Our data is very simple. We have three fields for each of our documents – one for the identifier fields, one for holding the name of the document, and one for its category. We will use the category field to do the autocomplete functionality, and we will use faceting for it.

If you look at the index structure, for the category field, we use a special type – the text_lowercase one. What it does is that it stores the category as a single token in the index because of solr.KeywordTokenizerFactory. We also lowercase with the appropriate filter. This is because we want to send the lowercased queries while using faceting.

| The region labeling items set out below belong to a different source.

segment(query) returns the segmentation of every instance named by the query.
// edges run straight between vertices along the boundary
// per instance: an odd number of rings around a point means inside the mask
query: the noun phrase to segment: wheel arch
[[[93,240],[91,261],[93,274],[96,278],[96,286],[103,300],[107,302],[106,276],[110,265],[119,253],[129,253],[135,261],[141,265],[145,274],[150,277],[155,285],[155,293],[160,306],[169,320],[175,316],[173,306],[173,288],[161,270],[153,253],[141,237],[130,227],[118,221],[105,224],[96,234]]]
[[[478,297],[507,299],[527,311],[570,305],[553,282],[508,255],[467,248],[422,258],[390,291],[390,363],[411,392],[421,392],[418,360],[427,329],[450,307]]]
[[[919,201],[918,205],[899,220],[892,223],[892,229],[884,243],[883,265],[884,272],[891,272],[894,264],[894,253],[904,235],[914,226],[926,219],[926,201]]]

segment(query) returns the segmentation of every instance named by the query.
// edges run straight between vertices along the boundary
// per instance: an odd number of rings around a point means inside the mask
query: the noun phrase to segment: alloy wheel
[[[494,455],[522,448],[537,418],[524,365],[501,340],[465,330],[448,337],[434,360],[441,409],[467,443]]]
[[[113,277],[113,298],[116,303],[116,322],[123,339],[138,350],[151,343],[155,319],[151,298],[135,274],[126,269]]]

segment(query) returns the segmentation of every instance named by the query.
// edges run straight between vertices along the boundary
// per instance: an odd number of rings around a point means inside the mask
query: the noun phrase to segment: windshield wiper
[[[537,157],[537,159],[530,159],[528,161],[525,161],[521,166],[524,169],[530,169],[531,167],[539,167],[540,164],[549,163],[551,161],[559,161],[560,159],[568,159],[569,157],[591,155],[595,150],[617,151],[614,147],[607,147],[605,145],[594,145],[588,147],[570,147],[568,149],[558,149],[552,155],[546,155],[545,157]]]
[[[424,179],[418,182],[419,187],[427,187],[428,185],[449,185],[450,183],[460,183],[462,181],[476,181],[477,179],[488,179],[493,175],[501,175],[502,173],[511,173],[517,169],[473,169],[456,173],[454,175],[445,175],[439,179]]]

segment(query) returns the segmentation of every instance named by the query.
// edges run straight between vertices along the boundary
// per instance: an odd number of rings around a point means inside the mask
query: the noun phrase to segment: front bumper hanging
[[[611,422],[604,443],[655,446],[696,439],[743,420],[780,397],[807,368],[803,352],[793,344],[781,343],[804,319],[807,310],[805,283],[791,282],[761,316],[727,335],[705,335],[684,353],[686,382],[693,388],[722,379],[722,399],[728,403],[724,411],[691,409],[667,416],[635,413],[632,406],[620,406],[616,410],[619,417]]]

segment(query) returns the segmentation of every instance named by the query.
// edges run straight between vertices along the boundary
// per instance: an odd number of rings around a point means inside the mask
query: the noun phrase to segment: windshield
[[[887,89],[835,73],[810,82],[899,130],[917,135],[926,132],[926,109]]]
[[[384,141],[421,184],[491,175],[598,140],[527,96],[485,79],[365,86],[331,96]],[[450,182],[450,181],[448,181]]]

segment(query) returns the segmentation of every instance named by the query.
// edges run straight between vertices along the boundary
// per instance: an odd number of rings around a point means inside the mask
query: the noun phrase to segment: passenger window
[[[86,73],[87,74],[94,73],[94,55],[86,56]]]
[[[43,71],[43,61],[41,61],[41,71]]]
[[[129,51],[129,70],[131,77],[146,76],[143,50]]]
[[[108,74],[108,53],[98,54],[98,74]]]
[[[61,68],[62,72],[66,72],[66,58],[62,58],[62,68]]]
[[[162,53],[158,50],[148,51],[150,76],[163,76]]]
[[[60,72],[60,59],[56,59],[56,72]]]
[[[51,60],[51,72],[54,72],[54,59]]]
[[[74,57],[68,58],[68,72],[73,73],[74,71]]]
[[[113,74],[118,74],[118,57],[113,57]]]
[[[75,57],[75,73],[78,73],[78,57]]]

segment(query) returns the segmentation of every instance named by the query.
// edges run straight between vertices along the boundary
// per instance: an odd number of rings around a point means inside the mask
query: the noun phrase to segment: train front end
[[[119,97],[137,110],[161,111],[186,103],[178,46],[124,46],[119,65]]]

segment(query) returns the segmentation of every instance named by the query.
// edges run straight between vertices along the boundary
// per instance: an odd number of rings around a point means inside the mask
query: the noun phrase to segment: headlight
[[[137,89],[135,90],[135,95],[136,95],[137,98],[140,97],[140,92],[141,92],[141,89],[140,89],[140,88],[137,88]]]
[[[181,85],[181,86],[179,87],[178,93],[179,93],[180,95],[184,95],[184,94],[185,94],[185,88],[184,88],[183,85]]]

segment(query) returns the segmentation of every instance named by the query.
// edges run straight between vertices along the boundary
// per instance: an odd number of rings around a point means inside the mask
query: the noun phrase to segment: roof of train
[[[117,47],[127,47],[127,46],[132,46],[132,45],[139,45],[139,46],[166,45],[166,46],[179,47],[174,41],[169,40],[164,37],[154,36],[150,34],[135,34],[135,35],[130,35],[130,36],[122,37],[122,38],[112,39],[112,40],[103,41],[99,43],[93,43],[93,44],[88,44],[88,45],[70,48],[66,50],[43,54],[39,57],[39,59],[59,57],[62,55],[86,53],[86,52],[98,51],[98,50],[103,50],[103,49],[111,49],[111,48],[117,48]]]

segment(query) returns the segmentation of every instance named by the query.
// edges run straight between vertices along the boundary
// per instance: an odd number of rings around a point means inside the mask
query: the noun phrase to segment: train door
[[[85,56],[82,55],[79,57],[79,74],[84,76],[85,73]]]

The query is quite simple – we query for all the documents (q=*:* parameter), and we don't want any results returned (the rows=0 parameter). We will use faceting for autocomplete, so we turn it on (facet=true) and we specify the category field to calculate the faceting (facet.field=category). We are also only interested in faceting a calculation for the values that have at least one document in them (facet.mincount=1), and we want the top five results (facet.limit=5). One of of the most important parameters in the query is facet.prefix – using it we can return on those results in faceting that start with the prefix defined by the mentioned parameter, which can be seen in the results.